5.2 Die Wurzelspitzenresektion

Was ist eine Wurzelspitzenresektion ?

Meist gibt es hier eine längere Vorgeschichte, die zu einem solchen Eingreifen führt. Auslöser ist in allen Fällen ein nervtoter Zahn, der entweder nur abgestorben oder bereits wurzelbehandelt ist. Im Inneren eines jeden Zahnes befinden sich im gesunden Zustand Nerven und Blutgefässe.

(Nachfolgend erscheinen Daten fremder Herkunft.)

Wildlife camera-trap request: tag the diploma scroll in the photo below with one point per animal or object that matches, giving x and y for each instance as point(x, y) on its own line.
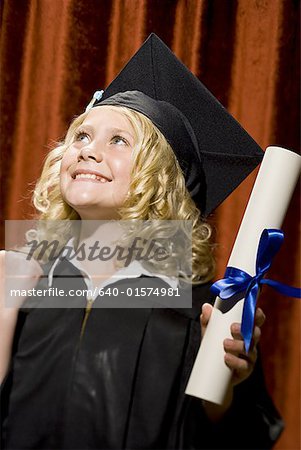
point(267, 207)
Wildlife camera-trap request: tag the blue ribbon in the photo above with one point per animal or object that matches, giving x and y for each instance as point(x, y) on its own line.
point(237, 282)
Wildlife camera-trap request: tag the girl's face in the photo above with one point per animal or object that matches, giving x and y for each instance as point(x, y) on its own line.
point(95, 169)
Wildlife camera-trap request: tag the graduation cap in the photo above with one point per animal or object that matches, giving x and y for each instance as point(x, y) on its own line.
point(215, 153)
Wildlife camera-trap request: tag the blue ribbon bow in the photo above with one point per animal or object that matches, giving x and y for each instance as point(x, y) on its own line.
point(237, 281)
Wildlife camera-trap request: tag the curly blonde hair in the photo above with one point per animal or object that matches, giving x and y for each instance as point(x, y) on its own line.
point(157, 190)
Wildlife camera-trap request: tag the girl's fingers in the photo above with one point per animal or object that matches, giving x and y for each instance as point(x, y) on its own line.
point(206, 313)
point(240, 365)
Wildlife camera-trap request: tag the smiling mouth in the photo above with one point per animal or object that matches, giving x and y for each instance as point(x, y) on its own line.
point(90, 177)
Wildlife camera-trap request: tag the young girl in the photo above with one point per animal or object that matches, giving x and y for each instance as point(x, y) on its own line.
point(97, 375)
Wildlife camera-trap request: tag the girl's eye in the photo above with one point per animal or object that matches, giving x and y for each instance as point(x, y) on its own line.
point(82, 136)
point(119, 140)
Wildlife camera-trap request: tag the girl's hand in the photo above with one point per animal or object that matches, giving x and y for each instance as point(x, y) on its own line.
point(236, 358)
point(17, 274)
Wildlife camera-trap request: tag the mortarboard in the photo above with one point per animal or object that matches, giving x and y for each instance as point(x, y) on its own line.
point(215, 153)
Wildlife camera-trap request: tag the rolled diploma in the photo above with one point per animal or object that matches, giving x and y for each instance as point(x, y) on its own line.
point(267, 207)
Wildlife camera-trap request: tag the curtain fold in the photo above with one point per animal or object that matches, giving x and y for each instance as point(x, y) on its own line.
point(55, 54)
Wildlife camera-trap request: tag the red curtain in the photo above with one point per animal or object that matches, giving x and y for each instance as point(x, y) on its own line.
point(56, 53)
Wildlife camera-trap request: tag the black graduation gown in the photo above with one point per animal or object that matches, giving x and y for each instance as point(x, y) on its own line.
point(120, 386)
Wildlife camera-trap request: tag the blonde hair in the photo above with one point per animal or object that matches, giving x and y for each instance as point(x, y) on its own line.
point(157, 190)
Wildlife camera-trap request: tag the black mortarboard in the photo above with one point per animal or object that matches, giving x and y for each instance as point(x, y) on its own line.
point(215, 153)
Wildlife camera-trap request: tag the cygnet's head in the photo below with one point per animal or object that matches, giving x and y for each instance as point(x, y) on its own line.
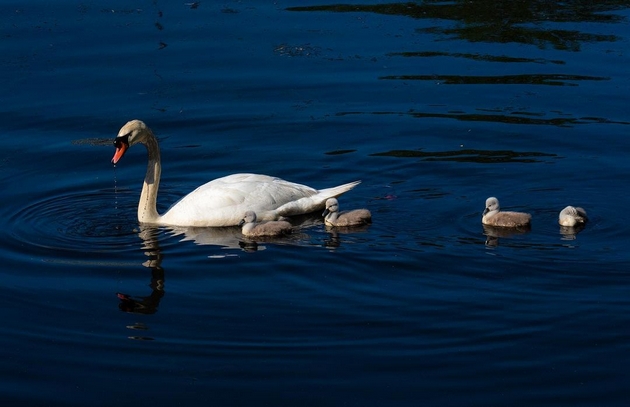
point(492, 204)
point(250, 217)
point(332, 205)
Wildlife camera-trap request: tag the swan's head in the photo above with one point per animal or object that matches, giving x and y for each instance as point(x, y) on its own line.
point(135, 131)
point(492, 204)
point(332, 205)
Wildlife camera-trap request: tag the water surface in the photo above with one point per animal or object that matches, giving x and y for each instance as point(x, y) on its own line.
point(435, 106)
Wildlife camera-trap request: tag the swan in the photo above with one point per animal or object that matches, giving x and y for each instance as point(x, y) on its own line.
point(571, 216)
point(271, 228)
point(223, 201)
point(332, 216)
point(493, 216)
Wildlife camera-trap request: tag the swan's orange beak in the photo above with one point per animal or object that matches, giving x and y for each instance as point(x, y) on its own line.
point(121, 147)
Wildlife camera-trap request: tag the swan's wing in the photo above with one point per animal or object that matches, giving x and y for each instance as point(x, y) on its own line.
point(223, 201)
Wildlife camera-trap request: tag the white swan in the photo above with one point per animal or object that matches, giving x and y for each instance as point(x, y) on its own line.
point(356, 217)
point(493, 216)
point(571, 216)
point(223, 201)
point(271, 228)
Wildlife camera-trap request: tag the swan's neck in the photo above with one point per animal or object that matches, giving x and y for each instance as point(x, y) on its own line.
point(332, 217)
point(147, 209)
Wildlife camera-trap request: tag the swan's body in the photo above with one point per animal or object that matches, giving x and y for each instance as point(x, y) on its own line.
point(356, 217)
point(571, 216)
point(223, 201)
point(271, 228)
point(493, 216)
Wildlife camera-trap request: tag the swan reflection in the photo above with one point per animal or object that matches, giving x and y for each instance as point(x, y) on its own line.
point(147, 304)
point(493, 233)
point(571, 232)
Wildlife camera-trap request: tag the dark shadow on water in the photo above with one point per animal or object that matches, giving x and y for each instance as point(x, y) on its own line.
point(524, 79)
point(570, 233)
point(470, 155)
point(493, 234)
point(502, 21)
point(508, 117)
point(476, 57)
point(147, 304)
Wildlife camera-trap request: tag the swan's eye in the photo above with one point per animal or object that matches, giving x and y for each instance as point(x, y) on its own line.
point(119, 141)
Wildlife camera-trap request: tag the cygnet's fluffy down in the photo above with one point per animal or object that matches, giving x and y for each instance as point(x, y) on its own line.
point(272, 228)
point(332, 216)
point(571, 216)
point(493, 216)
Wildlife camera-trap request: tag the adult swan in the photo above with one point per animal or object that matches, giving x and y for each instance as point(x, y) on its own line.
point(224, 201)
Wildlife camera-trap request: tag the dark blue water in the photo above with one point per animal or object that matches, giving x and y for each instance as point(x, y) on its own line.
point(434, 105)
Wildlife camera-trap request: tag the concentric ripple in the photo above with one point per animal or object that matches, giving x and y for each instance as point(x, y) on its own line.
point(80, 222)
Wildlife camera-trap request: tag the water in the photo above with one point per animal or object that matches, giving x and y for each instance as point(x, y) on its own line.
point(434, 105)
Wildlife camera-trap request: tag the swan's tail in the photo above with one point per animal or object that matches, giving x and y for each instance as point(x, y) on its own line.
point(315, 202)
point(334, 192)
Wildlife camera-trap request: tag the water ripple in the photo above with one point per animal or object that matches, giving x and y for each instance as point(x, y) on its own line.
point(80, 222)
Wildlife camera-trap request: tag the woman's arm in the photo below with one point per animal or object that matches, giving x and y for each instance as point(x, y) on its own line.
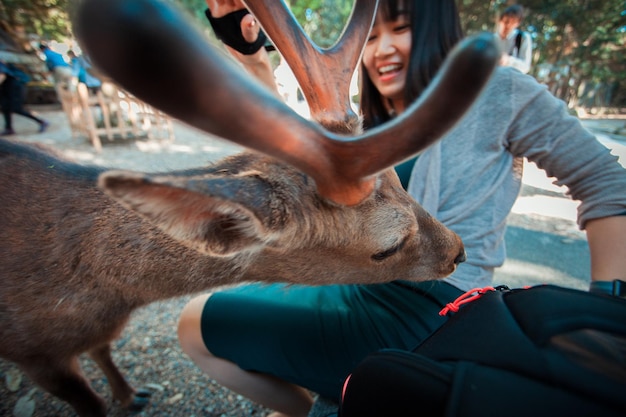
point(607, 246)
point(257, 64)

Wenn der Zahn, aus welchen Gründen auch immer, abgestorben ist, muss dieses tote Gewebe im Rahmen einer sog. "Wurzelbehandlung" entfernt werden, d.h. die feinen Wurzelkanäle im Inneren der Wurzel werden gesäubert und schließlich mit einer körperverträglichen, unlöslichen Masse dicht verschlossen, um dort eingedrungenen Keimen keine Möglichkeit und keinen Raum zur Vermehrung zu bieten. Geschieht die Entfernung oder diese Abdichtung nur unvollständig, und vermehren sich die vorhandenen Bakterien, so beginnen diese, über die Wurzelspitze in den Kieferknochen auszuwandern.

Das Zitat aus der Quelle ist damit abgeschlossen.